Vivo en una casa al frente que forma parte de un PH. Mis vecinos acceden a sus departamentos por un pasillo largo y angosto. El pasillo es descubierto, así que resulta luminoso durante el día, pero está mal iluminado en la noche. Durante años, en el último departamento, el del fondo, vivieron una vecina evangelista, petisa y flaca, y su hija, gorda y renga y con problemas. La madre, también rara, pero más social, cada tanto venía a tocarme el timbre para venderme las novedades de su fe y a reclamarme con mal tono que cortara una hiedra cuyas ramas caían sobre su propiedad; la hiedra, me cansé de explicarle, pertenecía a una casa lindera, y hasta me tomé el trabajo de andar por los techos buscando el origen de su matorral. Pero ella no parecía entenderlo. Cada tanto sonaba el timbre y la mujer me llamaba por mi primer nombre, el que aparece en la boleta de servicios: “Señor Norberto, la hiedra... ¿Cuándo va a cortarla?”. O: “las hojas de su hiedra caen sobre el pasillo común y es su responsabilidad barrerlas”.
Con el tiempo, le resultaba más difícil caminar y terminó moviéndose en una silla de ruedas que empujaban sus compañeras de fe o su propia hija. Durante años, la única actividad visible de la hija, o el único momento en que me la cruzaba, era cuando atravesaba lentamente el pasillo, viniendo desde el fondo, y salía a la calle a recibir al chino que venía con su zorra cargada de cajones de cerveza.
Como el estado de abandono de estas mujeres era grande, les habían cortado la luz o no funcionaba el timbre, no lo sé, así que el chino se hartaba de golpear la puerta de chapa de la entrada común hasta que la mujer aparecía. Día tras día, todos los atardeceres, el chino empezaba a darle con el puño a la puerta, enloquecedoramente. Yo me cansé de asomarme y decirle al chino que antes de venir llamara por teléfono para avisar, pero el chino no entendía o se hacía el que no entendía. A cualquiera de mis comentarios respondía con una sonrisa y después me daba la espalda y vuelta a darle a la puerta hasta que abrieran.
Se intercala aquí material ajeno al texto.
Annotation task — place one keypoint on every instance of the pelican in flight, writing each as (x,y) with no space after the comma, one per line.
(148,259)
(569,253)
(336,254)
Una noche, la madre tocó timbre en mi casa. “Señor Norberto, ¿puede ir a ver qué pasa? Trato de entrar a mi departamento, sé que mi hija está adentro, pero no me abre”. La acompañé, haciendo crujir en la caminata las hojas secas de la hiedra que no era mía. Se escuchaba música desde el interior. La madre comenzó a llamar a su hija, con voz finita, reclamante. La nombraba (no recuerdo el nombre de la hija), le pedía por favor que abriera. Su departamento no está “cerrado”, es decir, es la clase de PH donde la pared
que delimita con el pasillo está abierta; en general, durante décadas, cada inquilino o propietario instalaba uno de esos horribles toldos de plástico que se suben o bajan haciendo girar una manivela, pero ellas nunca habían completado el cerramiento. Por lo que me subí a un banquito y espié. La hija estaba sentada en el patio descubierto, sosteniéndose una mano con la cara, o a la inversa, y escuchando radio. La llamé, pero tampoco pareció escucharme, aunque grité. Creo que se resolvió llamando a la policía, ya no recuerdo.
Otra vez, fue la hija la que me llamó, porque la madre se había caído de la silla de ruedas y no la podía alzar. “Señor Norberto, puede ayudarnos…”. Entré el departamento. La madre estaba tirada en el piso, con la pollera alzada casi hasta la cadera, y tenía llagas rojas en las piernas, como si fuera leprosa o tuviera una forma particularmente agresiva de la soriasis o como si esas llagas fueran parte de un martirio que le ofrecía a su dios omnipotente. No recuerdo si alrededor de la caída había o no ejemplares desparramados de Atalaya.
En algún momento, la madre murió. Nadie me lo dijo, ni vi la ambulancia esperando en la puerta. Solo lo supe por el efecto de la ausencia. Ahora la hija se pasea por el barrio, hablando sola, dejando en el aire quieto de la calle el olor de su cuerpo. Camina basculando, casi en cuarenta y cinco grados a cada paso. Para no caerse, usa de andador la silla de ruedas que heredó de su madre. Quizá cree que sigue cargándola, llevándola, empujándola.